O artigo tem como objetivo principal verificar qual o grau de importância, para os idosos, do acesso à internet em prol da sua saúde em tempos de pandemia COVID-19, no Brasil, a partir do conceito amplo de saúde, associado ao formulado pela Organização Mundial de Saúde e aos fatores externos; de internet, como direito humano fundamental, associado aos dispositivos previstos na Lei n.º 12.965, de 23 de abril de 2014; e do idoso, como sujeito de direitos, estabelecido na Lei n.º 10.741, de 1º de outubro de 2003. Com a imposição das medidas de distanciamento social, isolamento e quarentena no combate à pandemia, como preservar o bem-estar do idoso, que se encontra incluído no grupo de risco?

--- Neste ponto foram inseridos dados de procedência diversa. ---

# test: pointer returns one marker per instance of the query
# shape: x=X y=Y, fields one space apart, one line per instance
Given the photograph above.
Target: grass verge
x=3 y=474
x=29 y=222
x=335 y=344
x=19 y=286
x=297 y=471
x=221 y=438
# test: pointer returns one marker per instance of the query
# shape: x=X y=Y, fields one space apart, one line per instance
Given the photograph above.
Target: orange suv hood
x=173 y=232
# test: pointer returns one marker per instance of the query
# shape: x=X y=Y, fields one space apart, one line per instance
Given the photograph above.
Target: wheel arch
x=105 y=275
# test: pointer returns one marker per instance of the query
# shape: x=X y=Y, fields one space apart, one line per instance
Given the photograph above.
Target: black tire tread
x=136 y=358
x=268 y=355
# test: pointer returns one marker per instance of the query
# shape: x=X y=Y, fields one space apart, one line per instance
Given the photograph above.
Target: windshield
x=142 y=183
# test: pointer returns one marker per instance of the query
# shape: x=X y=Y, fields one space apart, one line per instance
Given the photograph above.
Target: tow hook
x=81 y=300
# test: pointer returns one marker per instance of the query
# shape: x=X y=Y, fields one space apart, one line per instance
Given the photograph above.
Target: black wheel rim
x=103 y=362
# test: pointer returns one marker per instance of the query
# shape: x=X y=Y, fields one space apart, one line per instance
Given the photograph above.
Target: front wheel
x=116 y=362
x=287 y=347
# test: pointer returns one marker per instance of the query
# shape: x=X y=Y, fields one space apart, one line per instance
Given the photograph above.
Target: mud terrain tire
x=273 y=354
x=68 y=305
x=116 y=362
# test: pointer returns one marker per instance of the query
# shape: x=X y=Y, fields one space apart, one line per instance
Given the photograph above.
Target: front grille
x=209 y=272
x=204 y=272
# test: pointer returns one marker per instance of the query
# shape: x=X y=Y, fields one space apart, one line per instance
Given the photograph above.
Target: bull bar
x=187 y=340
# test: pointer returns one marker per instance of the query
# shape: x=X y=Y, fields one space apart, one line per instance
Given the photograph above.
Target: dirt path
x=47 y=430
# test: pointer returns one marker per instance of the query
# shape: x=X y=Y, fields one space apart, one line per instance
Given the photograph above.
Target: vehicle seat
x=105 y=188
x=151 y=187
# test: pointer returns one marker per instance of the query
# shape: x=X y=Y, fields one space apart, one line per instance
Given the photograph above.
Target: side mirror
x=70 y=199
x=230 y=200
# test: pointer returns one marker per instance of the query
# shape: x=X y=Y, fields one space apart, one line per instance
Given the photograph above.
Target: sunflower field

Situado no eixo temático direitos fundamentais e envelhecimento em contexto de pandemia, parte-se da hipótese de que o acesso à internet é um dos meios que auxiliará na concretização do direito à saúde, hodiernamente, possibilitando a continuidade do convívio social e a prática de diversas atividades que contribuem para aquele fim mediante o ambiente virtual. Após constatada a importância máxima do acesso à internet, pelos idosos, em prol da sua saúde, ao longo do desenvolvimento do trabalho, mediante obtenção e análise crítica de dados qualitativos e quantitativos, verificamos a existência de barreiras, mas que, necessariamente, precisam ser enfrentadas a fim de se alcançar o reconhecimento do direito à internet como direito humano fundamental social e, por conseguinte, de se ter êxito na materialização dos objetivos fundamentais da República Federativa do Brasil pós-pandemia.